Für diese Art Pflichtversicherung gibt es nur wenige Anbieter. Ende 2020 hatte sich eines dieser Versicherungsunternehmen aus dem Markt verabschiedet. Die Prämien der anderen Anbieter wie die von den Unternehmen zusätzlich zu stellende individuellen Sicherheitsleistungen sind seither sprunghaft angestiegen. "Bundesweit ist eine Vielzahl von Busunternehmen betroffen", sagt Dr. Witgar Weber, Geschäftsführer des Verbands Baden-Württembergischer Omnibusunternehmer (WBO). Es handele sich um ein Problem der gesamten Tourismusbrache, für das es dringend eine ausgewogene Lösung brauche, fordert Weber.

Das Bundesministerium der Justiz und für Verbraucherschutz hat nun den Gesetzentwurf für eine staatliche Absicherung im Nachgang zur Thomas Cook-Pleite vorgelegt, der so vom Bundeskabinett beschlossen wurde. Danach soll die Insolvenzabsicherung künftig über einen Reisesicherungsfonds erfolgen, in den alle Reiseveranstalter einzahlen und über den sie künftig verpflichtend ihre gesetzlich vorgeschriebenen Sicherungsscheine beziehen. Der WBO sieht darin aber keine taugliche Lösung für mittelständische Touristikbetriebe. Nach dem Entwurf würden allein die Prämien um das Fünffache steigen, die Sicherheitsleistungen bis auf das Dreifache. "Diese Zahlen zeigen, dass die Fondslösung für den Mittelstand nicht passt“, betont Dr. Witgar Weber. "Sie nutzt nur den großen Playern."
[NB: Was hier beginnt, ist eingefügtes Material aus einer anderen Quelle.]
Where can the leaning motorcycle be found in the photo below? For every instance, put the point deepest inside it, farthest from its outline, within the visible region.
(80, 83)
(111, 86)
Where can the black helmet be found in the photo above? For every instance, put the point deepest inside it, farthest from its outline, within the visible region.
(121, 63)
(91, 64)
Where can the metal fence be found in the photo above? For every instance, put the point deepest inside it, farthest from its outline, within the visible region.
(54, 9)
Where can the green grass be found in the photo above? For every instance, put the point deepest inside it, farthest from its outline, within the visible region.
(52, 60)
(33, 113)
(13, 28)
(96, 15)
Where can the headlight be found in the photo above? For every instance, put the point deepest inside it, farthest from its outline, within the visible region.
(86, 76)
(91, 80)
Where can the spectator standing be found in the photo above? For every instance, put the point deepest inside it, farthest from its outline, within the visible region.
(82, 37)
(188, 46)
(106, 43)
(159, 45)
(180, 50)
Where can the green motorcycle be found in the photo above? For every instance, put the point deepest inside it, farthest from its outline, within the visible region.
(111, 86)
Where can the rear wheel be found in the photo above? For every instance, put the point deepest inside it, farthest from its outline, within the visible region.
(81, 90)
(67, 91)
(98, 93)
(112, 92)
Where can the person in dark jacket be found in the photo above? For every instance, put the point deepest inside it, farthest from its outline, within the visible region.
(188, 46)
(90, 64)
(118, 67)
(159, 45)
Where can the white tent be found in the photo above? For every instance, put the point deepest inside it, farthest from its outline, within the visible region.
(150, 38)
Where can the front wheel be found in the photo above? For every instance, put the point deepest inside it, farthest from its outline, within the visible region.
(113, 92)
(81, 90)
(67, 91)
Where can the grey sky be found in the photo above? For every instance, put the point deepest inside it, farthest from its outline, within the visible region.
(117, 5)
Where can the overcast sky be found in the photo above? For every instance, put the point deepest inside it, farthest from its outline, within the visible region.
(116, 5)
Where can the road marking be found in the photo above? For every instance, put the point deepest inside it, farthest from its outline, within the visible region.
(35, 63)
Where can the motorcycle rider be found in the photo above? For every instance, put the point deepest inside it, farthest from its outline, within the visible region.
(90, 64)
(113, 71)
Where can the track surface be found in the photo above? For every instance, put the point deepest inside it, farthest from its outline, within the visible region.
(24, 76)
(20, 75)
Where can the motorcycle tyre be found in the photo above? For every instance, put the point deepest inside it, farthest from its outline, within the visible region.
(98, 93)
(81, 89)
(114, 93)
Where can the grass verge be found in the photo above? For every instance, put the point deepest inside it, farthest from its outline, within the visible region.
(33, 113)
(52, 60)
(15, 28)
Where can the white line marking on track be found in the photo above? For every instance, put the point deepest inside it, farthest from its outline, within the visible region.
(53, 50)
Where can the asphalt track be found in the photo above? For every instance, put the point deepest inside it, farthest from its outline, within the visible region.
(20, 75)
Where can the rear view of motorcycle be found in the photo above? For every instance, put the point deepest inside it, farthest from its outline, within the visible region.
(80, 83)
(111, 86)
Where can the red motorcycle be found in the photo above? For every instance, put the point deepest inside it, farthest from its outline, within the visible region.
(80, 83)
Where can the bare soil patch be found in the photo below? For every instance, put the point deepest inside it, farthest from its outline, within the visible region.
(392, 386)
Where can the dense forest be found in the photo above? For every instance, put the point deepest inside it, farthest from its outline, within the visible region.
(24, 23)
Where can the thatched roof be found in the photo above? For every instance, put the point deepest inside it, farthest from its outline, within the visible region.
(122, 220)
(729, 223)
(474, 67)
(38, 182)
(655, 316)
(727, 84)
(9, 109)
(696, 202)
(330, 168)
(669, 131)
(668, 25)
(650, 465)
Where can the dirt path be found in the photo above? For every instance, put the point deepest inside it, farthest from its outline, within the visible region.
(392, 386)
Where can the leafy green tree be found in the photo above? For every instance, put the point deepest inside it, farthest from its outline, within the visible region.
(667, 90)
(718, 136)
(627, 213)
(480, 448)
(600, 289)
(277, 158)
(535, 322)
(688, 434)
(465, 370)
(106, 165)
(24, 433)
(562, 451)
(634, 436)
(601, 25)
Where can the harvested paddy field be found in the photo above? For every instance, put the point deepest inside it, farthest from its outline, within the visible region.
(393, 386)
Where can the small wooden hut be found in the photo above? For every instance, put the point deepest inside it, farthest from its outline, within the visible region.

Ausnahmen soll es bislang nur für kleine Anbieter geben, deren Umsatz mit Pauschalreisen im Durchschnitt der vergangenen drei Jahre weniger als drei Millionen Euro beträgt.

Der WBO und sein Bundesverband bdo fordern, die Umsatzgrenze von drei auf 20 Millionen Euro anzuheben. Sonst würden mittelständische Unternehmen für die Risiken großer Reisekonzerne zur Kasse gebeten. Der WBO fordert für sie eine Lösung wie im Nachbarland Österreich: „Dort gibt es seit Jahrzehnten die Tourismusbank, die solche Risiken bezahlbar absichert."